It is nearly impossible to think of Trout as just another guy, even as much as Pujols can preach that and Trout would love it to be seen that way. His 24th birthday created yet another measuring stick to ponder what this square-jawed, lightning-fast, muscular prodigy from Millville, N.J., has brought to America’s pastime, all before the time that most 24-year-olds have weaned themselves from mom’s cooking.

The obvious is his 2014 American League MVP award, his two All-Star Game MVPs, including this summer, and his AL rookie of the year honor in 2012. That alone gets players on the Hall of Fame ballot, and they do it over a career, not before somebody puts 24 candles on a cake.

But the list of “before age 24” achievements is, frankly, stunning:

Trout’s career 130 homers ties Frank Robinson for fourth all-time before a 24th birthday.
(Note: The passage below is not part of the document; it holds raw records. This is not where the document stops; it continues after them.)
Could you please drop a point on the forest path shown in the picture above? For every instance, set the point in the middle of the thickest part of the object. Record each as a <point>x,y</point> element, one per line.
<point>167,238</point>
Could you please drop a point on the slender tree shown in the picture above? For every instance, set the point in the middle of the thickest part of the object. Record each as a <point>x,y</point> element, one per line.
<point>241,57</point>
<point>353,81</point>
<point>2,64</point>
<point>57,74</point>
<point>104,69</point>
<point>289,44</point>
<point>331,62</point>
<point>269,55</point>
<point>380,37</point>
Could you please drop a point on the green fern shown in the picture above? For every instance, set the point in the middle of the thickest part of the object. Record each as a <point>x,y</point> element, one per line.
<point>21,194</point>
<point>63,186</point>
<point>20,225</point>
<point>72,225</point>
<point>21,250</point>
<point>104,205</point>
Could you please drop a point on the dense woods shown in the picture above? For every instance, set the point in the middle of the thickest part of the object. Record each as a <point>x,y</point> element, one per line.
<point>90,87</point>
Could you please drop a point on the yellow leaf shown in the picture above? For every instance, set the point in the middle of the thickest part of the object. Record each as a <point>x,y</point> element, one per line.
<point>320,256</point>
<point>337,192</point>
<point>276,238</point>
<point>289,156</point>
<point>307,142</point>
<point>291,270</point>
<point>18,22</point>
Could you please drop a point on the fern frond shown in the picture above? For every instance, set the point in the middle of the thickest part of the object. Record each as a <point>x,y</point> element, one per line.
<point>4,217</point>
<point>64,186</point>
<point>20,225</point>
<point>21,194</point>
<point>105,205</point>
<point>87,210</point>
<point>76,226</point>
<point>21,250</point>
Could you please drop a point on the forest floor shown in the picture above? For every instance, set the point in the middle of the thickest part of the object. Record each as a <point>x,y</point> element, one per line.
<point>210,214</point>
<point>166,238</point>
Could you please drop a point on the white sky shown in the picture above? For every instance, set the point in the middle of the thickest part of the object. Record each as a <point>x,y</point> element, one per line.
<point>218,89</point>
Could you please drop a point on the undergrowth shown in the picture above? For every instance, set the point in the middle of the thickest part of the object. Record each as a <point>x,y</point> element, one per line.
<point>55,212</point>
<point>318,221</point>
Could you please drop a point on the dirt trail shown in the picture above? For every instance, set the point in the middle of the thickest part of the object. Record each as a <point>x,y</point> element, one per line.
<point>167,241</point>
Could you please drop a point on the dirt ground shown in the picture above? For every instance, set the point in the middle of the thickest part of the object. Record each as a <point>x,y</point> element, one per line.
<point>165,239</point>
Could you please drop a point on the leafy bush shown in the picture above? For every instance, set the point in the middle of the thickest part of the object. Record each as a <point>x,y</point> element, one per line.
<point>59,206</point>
Eddie Mathews and Mel Ott had 153 and Ken Griffey Jr. had 132.

He is one of five players in history with at least 125 doubles, 25 triples and 100 home runs prior to their 24th birthday. The others are Ott, Hank Aaron, Ted Williams and Jimmie Foxx.

Again, ever heard of those guys?

Coming into Friday night, Trout had 288 extra base hits in his career. Only Ott, Griffey Jr., Williams, Foxx and Alex Rodriguez have more before turning 24.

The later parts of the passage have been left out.